What is the equivalent in music? I am often engaged in ‘instant-songs’ with many, and various groups, and today at Haytor View I was partly responsible for several new collaborative songs that emerged rapidly after a performance provocation. The provocation was a short concert featuring songs involving bats and owls and the resultant songs all featured animals.
Here is one song created by ‘R’ as I transcribed it.
Puppy Crossing The Road With The Police
The puppy crosses the road
He’s on a lead
He sees a cat
The cat runs away
And then a policeman came
With a police dog
Then a bat and a owl came
The dog chased the cat
The cat chased the bat
And the bat chased the owl
I wrote the words on the top of the page as ‘R’ spoke them and as I wrote them down, he asked for a pencil and simultaneously drew a map/picture of the story on the same page (see accompanying photo). As he spoke the words I sang them back to him. (We had already discussed the fact that we were going to make up a song as we neeeded songs if we were going to make a concert.) We then played it together a few times on ukulele and percussion. Each time we got to the last three lines ‘R’ would join in, but otherwise I sang the song, while we both played along. In the ‘sharing’ at the end of the afternoon, we performed it as a duet, but again I did the singing.

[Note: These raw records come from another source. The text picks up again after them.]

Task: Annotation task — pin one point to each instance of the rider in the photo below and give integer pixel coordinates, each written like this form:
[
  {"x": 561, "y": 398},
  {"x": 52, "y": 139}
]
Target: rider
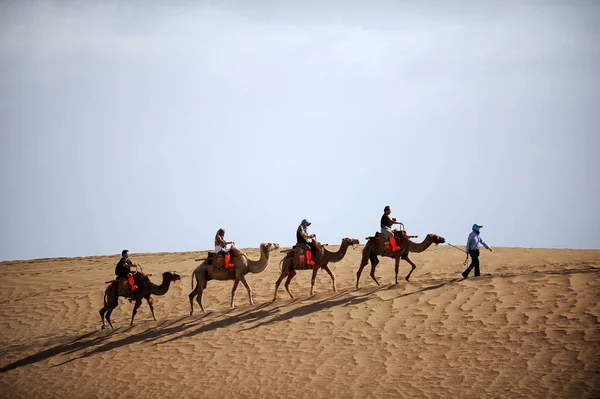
[
  {"x": 302, "y": 238},
  {"x": 220, "y": 245},
  {"x": 123, "y": 269},
  {"x": 386, "y": 227}
]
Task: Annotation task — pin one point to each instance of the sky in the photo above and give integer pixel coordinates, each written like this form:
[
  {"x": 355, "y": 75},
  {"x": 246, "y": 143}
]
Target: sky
[{"x": 149, "y": 125}]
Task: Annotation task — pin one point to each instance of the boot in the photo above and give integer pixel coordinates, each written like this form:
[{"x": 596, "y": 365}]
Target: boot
[
  {"x": 228, "y": 263},
  {"x": 132, "y": 284},
  {"x": 394, "y": 246},
  {"x": 309, "y": 260}
]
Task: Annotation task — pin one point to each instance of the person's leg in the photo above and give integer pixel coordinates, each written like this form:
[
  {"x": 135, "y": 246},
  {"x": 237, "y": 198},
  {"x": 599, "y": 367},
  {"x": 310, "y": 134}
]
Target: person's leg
[
  {"x": 476, "y": 262},
  {"x": 390, "y": 235},
  {"x": 465, "y": 274}
]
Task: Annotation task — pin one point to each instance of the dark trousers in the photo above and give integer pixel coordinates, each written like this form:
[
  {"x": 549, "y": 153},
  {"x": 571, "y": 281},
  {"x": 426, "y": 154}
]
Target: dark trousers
[{"x": 474, "y": 263}]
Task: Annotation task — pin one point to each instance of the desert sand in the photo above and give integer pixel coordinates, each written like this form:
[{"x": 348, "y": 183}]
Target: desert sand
[{"x": 527, "y": 328}]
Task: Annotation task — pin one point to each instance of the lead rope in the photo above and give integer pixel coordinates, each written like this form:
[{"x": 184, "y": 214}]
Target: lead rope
[{"x": 462, "y": 250}]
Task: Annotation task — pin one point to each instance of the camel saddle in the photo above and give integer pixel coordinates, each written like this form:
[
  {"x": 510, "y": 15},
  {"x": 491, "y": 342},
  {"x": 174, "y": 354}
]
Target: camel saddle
[
  {"x": 298, "y": 255},
  {"x": 384, "y": 247},
  {"x": 123, "y": 287},
  {"x": 218, "y": 260}
]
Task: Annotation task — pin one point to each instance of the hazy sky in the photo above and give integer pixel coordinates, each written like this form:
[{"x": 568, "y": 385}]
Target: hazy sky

I also sang one other song created with the children and Steve (adult musician/colleague who worked with me today) also sang two songs that emerged through his playing with the children today.
We support the young children and co-present their songs in a semi-public setting (often in front of parents) and this is can be a very positive and powerful event, as in ‘story-square’. The children are being supported and their creative ideas are validated by adults and this is seen and understood by their peers and others in the audience. One noticeable and key difference between ‘story-square’ and ‘instant-songs’ is that the adult does not enter the performance area (the taped-off square) in story-square, and yet in ‘instant-songs’ the adult is also on the ‘stage’ with the children.
I wonder whether this ‘instant-songs’ process is empowering children to create songs for themselves.
We (the adults) remember the songs because we write them down, and our repeated seeing of them on the page, reinforces that for us, but the children speak the words once and thereafter hear someone else performing them. In this instance we, the adults, hold the power of the words and also – certainly in my case – the power of the accompanying harmonic material. Yesterday I was playing the guitar and chords that I understand (E minor and A for instance yesterday in ‘Bats Can Fly’ another song that emerged) whereas the children – if they are also playing chordal instruments – are usually improvising and not playing the same harmonic part as me (although rhythmically they might well be playing a similar part to mine). I am aware that my guitar can be a stronger instrument than a uke played by a child and so my chords support my voice and the accompanying improvising can be heard as a kind of enjoyable background noise to the song.
So, my question is – what can we do as the next stage to encourage the young people to take further ownership of the songs? Or is the ‘instant-songs’ model as detailed above the wrong model to be encouraging them to:
- be the lead singers of the ‘instant-songs’ they just made up?
- be lead singers of future songs they make?
- create songs on their own?
- write/notate songs or work out accompaniments and develop arrangement skills?
- play repeatable harmonic accompaniments?
Is the ‘instant-songs’ process I have described in fact actually a disabling one in that we, as musically literate and competent adults, are always seen as the people who have control over the arrangement, dissemination and overall sound of that music?